Teresa, la cinquantaine plantureuse, part au Kenya. Premier volet d’une trilogie consacrée à des femmes en vacances, Paradies: Liebe s’intéresse au tourisme sexuel, ce prolongement glauque du colonialisme. La photo du pénis de l’amant endormi est un trophée qui vaut une corne de rhinocéros.

Teresa (Margarehe Tiesel) et ses copines ne sont pas méchantes, juste persuadées de leur supériorité. Elles reconduisent tous les clichés du «y a bon Banania» et pouffent comme des ados en goguette. Leur pouvoir d’achat leur permet de mener une vie royale? Elles ne s’en privent pas, avides de jouir encore une fois avant la vieillesse.

Avilissement

Paradies: Liebe carbure à la haine de soi, ce sentiment consubstantiel à la culture autrichienne, caractéristique des œuvres de Thomas Bernarhd, Elfriede Jelinek ou Michael Haneke. La première scène, aussi hilarante que gratuite, témoigne de la misanthropie féroce d’Ulrich Seidl (Animal Love, Dog Days): une douzaine de handicapés mentaux font un tour en autos tamponneuses…
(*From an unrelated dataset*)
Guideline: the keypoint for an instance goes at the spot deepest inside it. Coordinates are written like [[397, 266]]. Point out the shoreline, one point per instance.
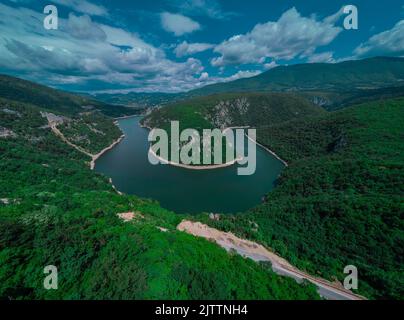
[[270, 151], [212, 167], [189, 167], [127, 117], [98, 155]]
Le réalisateur autrichien provoque le malaise à travers une dialectique perverse, tablant sur le voyeurisme du spectateur. Oui, elles sont monstrueuses ces «sugar mamas» déballant 20 kilos de mamelles flasques devant un éphèbe d’ébène. La monstruosité ne réside toutefois pas dans le bourrelet et la vergeture, comme le monde de la publicité essaye de le faire croire, mais dans l’avilissement du pauvre par le riche.

Par ailleurs, l’affreuse partouze au cours de laquelle quatre femelles désinhibées par l’alcool et la ­délocalisation culturelle s’amusent avec un jeune autochtone, jusqu’à lui mettre un ruban rose à la zigounette, semblerait sans doute moins choquante si le rapport des sexes était inversé. Dérangeant, irritant, hilarant, excessivement long, Paradies: Liebe a le mérite d’obliger chacun à réviser ses préjugés et sa morale.